The sixth-generation Hyundai Elantra comes with a 2.0-liter four-cylinder engine that produces 147 horsepower. Either a six-speed manual or a six-speed automatic transmission is standard, depending on trim level and options.

A turbocharged 1.4-liter four-cylinder engine that creates 128 horsepower sits under the hood of the Elantra Eco, which employs an efficiency-tuned seven-speed dual-clutch automatic transmission.

The driving characteristics of the Elantra show maturity and compliance. The sedan is composed on winding roads and provides miles of comfort on long stretches of highway. While acceleration may not be the Elantra’s forte, the available engines provide enough power for stress-free highway passing and maneuvering through busy traffic.

The latest Hyundai Elantra features a driver-oriented cockpit with easy-to-use controls that are well within reach. Seating is comfortable and nicely bolstered. The Elantra’s rear seats provide adequate room for two adults or three children.

The new Elantra is surprisingly well-equipped considering the attractive pricing. Fully loaded models offer active safety technologies usually reserved for premium vehicles, including lane keeping assist, HID headlights with dynamic bending light, adaptive cruise control and automatic braking with pedestrian detection.

Chief competitors for the Hyundai Elantra include the Ford Focus, Toyota Corolla, Dodge Dart, Chevrolet Cruze and Honda Civic. Shoppers might also consider the Volkswagen Jetta, Mazda3, Subaru Impreza and Kia Forte.

Earlier Hyundai Elantra Models

The fourth-generation Hyundai Elantra was introduced for the 2007 model year. A 138-horsepower, 2.0-liter four-cylinder engine and a five-speed manual transmission are standard, while a four-speed automatic transmission was available as an option.

When it debuted, the fourth-generation Elantra was offered in four trim levels. Base models offered little in the way of standard equipment, with features like air conditioning and a stereo system available as options. Higher trims brought in these items, as well as features like alloy wheels, cruise control, satellite radio, leather upholstery and heated front seats.

Safety features like electronic stability control were first made available for the 2008 model year, but did not become standard until the Elantra was redesigned for 2011.
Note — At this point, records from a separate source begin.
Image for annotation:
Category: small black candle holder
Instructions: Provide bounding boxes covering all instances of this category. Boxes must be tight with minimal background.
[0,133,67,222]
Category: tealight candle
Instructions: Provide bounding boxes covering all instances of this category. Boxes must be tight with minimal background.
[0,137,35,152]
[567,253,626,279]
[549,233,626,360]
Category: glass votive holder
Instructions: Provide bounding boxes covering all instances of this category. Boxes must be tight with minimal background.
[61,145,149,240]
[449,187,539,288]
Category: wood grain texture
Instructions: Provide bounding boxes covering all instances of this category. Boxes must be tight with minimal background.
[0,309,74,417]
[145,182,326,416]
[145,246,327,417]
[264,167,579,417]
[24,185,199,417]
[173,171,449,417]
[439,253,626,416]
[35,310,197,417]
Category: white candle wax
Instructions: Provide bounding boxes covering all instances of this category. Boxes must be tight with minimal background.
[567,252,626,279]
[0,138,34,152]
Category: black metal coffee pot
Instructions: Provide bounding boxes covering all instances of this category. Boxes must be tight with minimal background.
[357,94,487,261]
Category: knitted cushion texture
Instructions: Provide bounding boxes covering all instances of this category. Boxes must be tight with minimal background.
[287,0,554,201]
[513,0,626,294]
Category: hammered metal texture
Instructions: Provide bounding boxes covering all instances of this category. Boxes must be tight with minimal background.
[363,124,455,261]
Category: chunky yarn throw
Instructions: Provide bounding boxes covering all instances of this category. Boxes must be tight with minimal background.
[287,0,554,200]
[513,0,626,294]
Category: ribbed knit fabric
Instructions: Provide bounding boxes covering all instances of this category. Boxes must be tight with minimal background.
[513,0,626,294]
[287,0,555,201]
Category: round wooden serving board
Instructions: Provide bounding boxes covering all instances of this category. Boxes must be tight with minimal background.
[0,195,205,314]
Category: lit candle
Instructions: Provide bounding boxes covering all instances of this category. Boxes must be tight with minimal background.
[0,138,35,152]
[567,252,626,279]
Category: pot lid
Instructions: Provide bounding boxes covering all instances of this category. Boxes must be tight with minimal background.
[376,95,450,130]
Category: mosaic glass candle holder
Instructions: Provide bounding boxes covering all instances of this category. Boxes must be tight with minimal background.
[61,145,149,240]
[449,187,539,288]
The Elantra received some interior updates for 2009, along with a revised suspension system. A USB port was also added to the options list. In its last year before a full redesign, the 2010 Elantra saw minor trim shuffling with the introduction of a new base model, as well as some small exterior updates.

The fifth-generation Hyundai Elantra was introduced in 2011. It was offered as a coupe, sedan or a hatchback, depending on the model year.

When it debuted, the fifth-generation Elantra was powered by a 1.8-liter four-cylinder engine making 145 horsepower. A six-speed manual transmission was standard and a six-speed automatic was optional.

A more powerful, 2.0-liter four-cylinder engine became available for the 2014 model year. This engine makes 173 horsepower and comes standard with Elantra coupe and GT models.

The Hyundai Elantra’s exterior is marked by a narrow, horizontal upper grille, oversized wraparound headlamp assemblies, a pronounced lower grille opening and distinctive incisions housing the available fog lights. A rising beltline, upper and lower profile character lines and a sloping roofline ease into a raised rear deck to define this model. At the rear are wraparound tail lamps and a single exhaust port.

The Elantra GT offers distinctive exterior features that include an oversized trapezoidal grille, a rear spoiler and wiper and rear fog lights.

The Hyundai Elantra provides room for five with nearly 96 cubic feet of passenger space, which is equal to what some midsize sedans offer. Choose the Elantra GT and you have 23 cubic feet of storage space behind the second row, which expands to 53 cubic feet with the rear seat folded.

The instrument panel features a two analog display — tachometer and speedometer — with a digital driver’s information center also present. Every model comes equipped with power accessories, a 60-40 split-folding rear seat, USB and auxiliary input jacks, a 12-volt outlet and satellite radio. More standard features were introduced for the 2014 model year, including air conditioning and cruise control.

Common upgrades include push-button start, aluminum pedals, leather seats, a touch-screen audio system and Bluetooth connectivity. In-door storage pockets, cup holders and concealed storage compartments are included.